Sans-culottes y chalecos amarillos coinciden en poco. Es cierto que tanto en la Revolución francesa como ahora, la cólera de las clases populares urbanas y rurales se inició por el empobrecimiento ocasionado por la carestía de la vida -antes, de los cereales y el pan, hoy del combustible-, así como por el incremento imparable de los impuestos y la percepción de su injusticia. También, por la crisis económica -la agraria en la época revolucionaria y la del cambio de modelo energético, el impacto digital o las migraciones en la actualidad-. Pero, en todo lo demás, que es mucho, difieren bastante.

Los desarrapados revolucionarios contaban con una sólida impronta ideológica, cimentada en los enciclopedistas y la ilustración.
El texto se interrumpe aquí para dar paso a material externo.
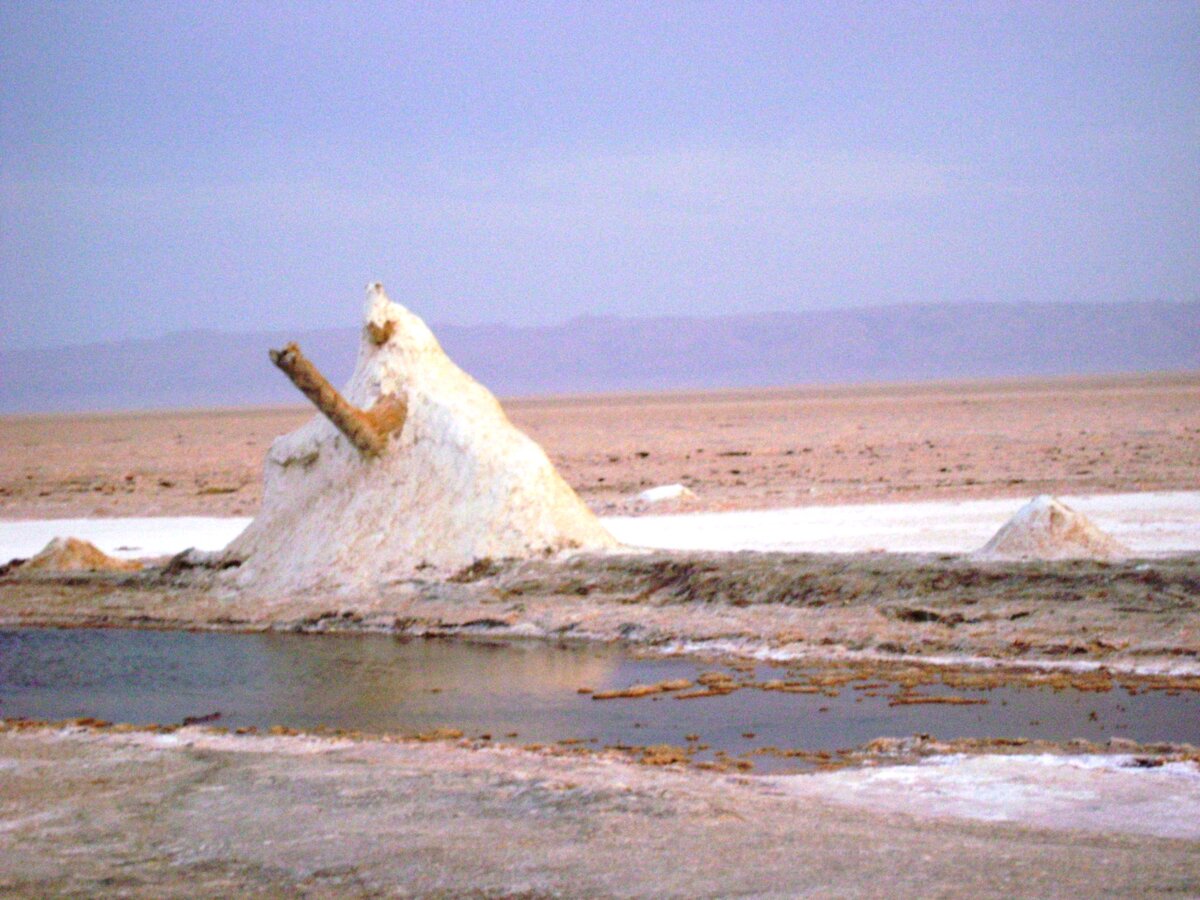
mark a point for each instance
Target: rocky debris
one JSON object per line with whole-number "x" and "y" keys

Aunque el caldo de cultivo de aquellas históricas convulsiones fuera económico, detrás estaba un ansia de cambio de modelo, con una doctrina tan sólida que ha llegado a nuestros tiempos en Francia y en medio mundo.

Los chalecos amarillos, sin embargo, carecen de referencias políticas o intelectuales consistentes. Ahí se mezclan ciudadanos de todo tipo, como se puede advertir cuando te los cruzas por la calle. Al preguntar a sus portavoces por las ideas del movimiento, de inmediato apelan al precio del diésel, al abandono por el Elíseo de las provincias o a la presión fiscal que no grava a los ricos y asfixia a las clases medias. Ni el más mínimo elemento identificable en las categorías de pensamiento tradicionales, sino el foco puesto exclusivamente en cuestiones de orden práctico ligadas al día a día para amplios sectores de la población.
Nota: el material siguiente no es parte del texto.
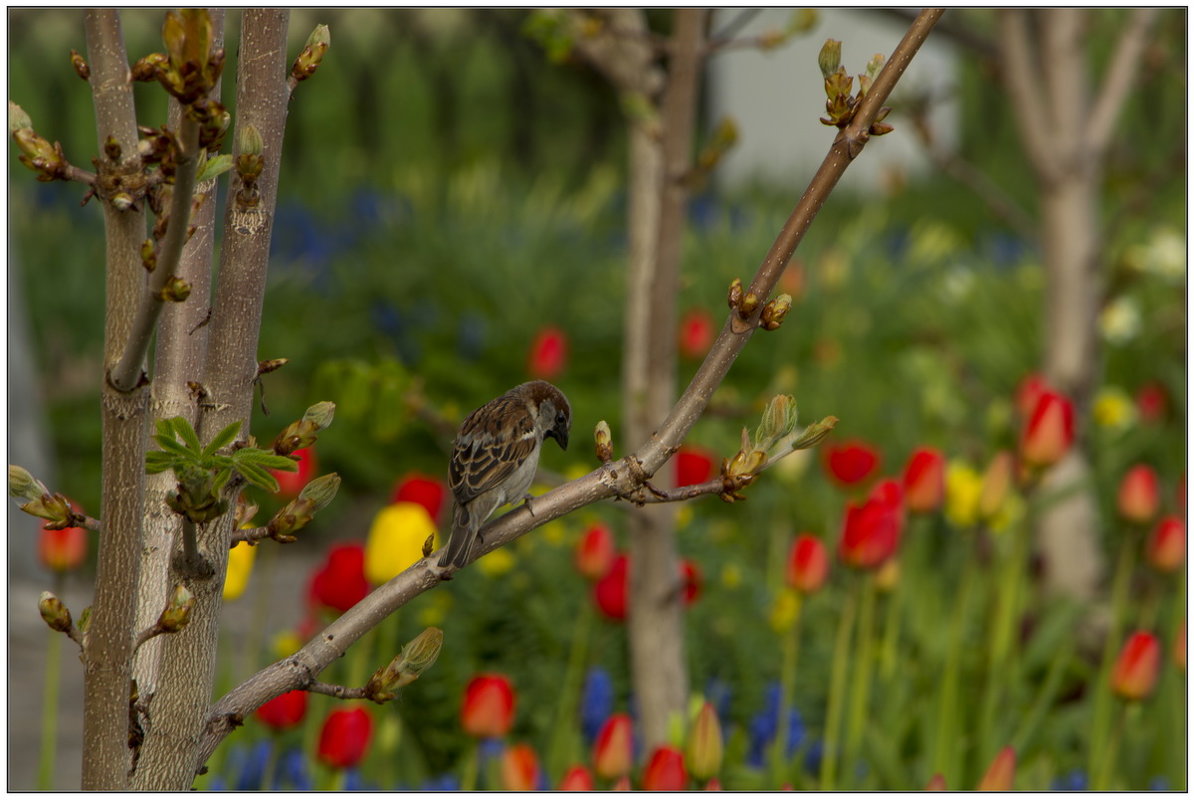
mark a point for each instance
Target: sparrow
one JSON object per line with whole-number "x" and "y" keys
{"x": 496, "y": 454}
Tal vez este peculiar fenómeno de sustitución de las ideas por la gasolina guarde relación con la decadencia de la representación política, alejada de los problemas reales y ensimismada en sus cuitas internas o externas. La calculada ubicuidad y ausencia de principios en los nuevos agentes políticos puede estar generando situaciones como estas, que se sabe cómo empiezan, pero no cómo terminan. De hecho, el transversal y desideologizado líder francés triunfó precisamente a lomos de este postureo, que cambia a medida que avanzan los acontecimientos, como ha sucedido esta vez al dar marcha atrás a las medidas impopulares sobre la fiscalidad del carburante y acto seguido declarar como Júpiter redivivo que la soberanía reside en el pueblo, que no debe dejarse amedrentar por grupos de personas que la amenazan con manifestaciones por las calles.

Como se puede observar, abandonar el ámbito de las ideas y constituir un gobierno en exclusiva sobre cuestiones coyunturales, conduce a este estado de cosas. Ningún viento es bueno para quien no sabe a que puerto se encamina, escribe Séneca en una de sus cartas a Lucilio. Y esto parece estar sucediendo en Francia, en que pese a identificar los desafíos principales para la economía o las demás cuestiones sociales fundamentales, se opta por abordarlos sin prudencia ni criterio y encima con una pésima comunicación a la sociedad, generando con ello un malestar popular notable con perspectivas de convertirse en un severo problema.

Con todo, sospecho que Victor Hugo lo tendría complicado para crear nuevos protagonistas de los miserables con quienes salen a los bulevares parisinos cada sábado. De desarrapados tienen más bien poco.